I am very grateful for the wealth of knowledge you've shared with me! I have much more clarity ..

LedZep, you are right -- I never saw that aspect mentioned and think it would be important for do it (in particular of visitors or brining another dog)..

Thank you, Samuel, for the Sirius school recommendation -- the one in Los Gatos is very close! We are planning to go there in advance and sit in on one of the session ...

Thank you!
Tanya
 

·
Registered
Joined
·
7,571 Posts
Originally Posted By: 1stTimePupOwnerWhat if my puppy is afraid of other dogs (especially the one smaller than her), should I still take her to a puppy class? Because I heard this "allow the puppy to discover and interact at her own pace" thing.
My beagle pup is a spitfire with my adult GSD at home -- I mean, she's heck on wheels and doesn't hesitate to take all 85 lbs of him on all at once. At puppy class, she's the tiniest one at 8 lbs, and the youngest by far at 12 weeks. During playtime, she sits in a corner and watches activity very carefully. The instructor (from whom I've taken other training classes) says puppies gain confidence at their own pace AND second (or in my case, third) dogs are often more timid.

So I let her sit in the corner. She's socializing in her way. She's learning that other dogs aren't dangerous. She's seeing that other puppies can have a romping good time and she can observe without needing to get involved. She occasionally comes out and sniffs the next youngest and smallest dog, but thus satisfied, returns to her corner.

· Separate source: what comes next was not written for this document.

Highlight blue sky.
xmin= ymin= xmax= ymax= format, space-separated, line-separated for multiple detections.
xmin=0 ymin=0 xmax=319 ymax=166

We just graduated puppy kindergarten last night. She aced the skills. I've already signed her up for another puppy class at another academy that I've heard really good things about. Different location, different people, more puppies. She'll get there. She'll be one of those ruff-n-tumble puppies. I KNOW she has it in her (I see it at home). But she'll get there on her schedule. Not mine. I stand back and wait. I don't sit where she can hide behind my legs. I stand in a different part of the room each week, so she needs to be independent, but in her own way.

She goes for walks and meets people (whom she loves. She's never seen a person she didn't want to meet). We go to all sorts of places, from the local downtown to our park to camping nearly every weekend, and she adapts immediately. When we pass other leashed dogs, she's fine. But when it comes to being comfortable playing with other pups, I don't push her.

All my dogs go into public all the time. As Tracy says about his dogs, my dogs aren't in public to make friends with every dog they meet, but when we're in hotels, outdoor cafes, or just walking down the street, they need to be confident and friendly. But my pups get there on their pace.

But they do keep getting controlled safe environments to get there in. Romping with an unknown adult dog at the park is none of these. A well-run puppy class is. Even if they have to take two (or even three) classes to get there, socialization, in my opinion, is THE MOST IMPORTANT skill we teach our dogs. If you look at all of the problems that people post about here, many of them stem from dogs not having been thoroughly socialized to other dogs (big and small), children, and unusual conditions. (Whether it's our dog, the neighbor's dog, etc).

It's worth the time to socialize your puppy and the money for good puppy classes and as many as it takes.

IMO
 

·
Registered
Joined
·
5,392 Posts
Your new beagle pup sounds exactly like my new pup Ellie. At home, with the other dogs she's a wild Indian. At puppy kindergarden, she just watches. She's not afraid, she'd just rather watch the other pups play while she "trick or treats" for snacks from all the other owners. I don't push it or worry about it. I'd prefer her to be more focused on people than other dogs anyway.

Ellie's finished all the skills to graduate from her "Puppy 2" class, which means moving on to a class with adult dogs. But I'm holding her back to stay with the puppies for several more weeks. She's got lots of time to learn obedience skills---the socialization in the puppy class is more important to me.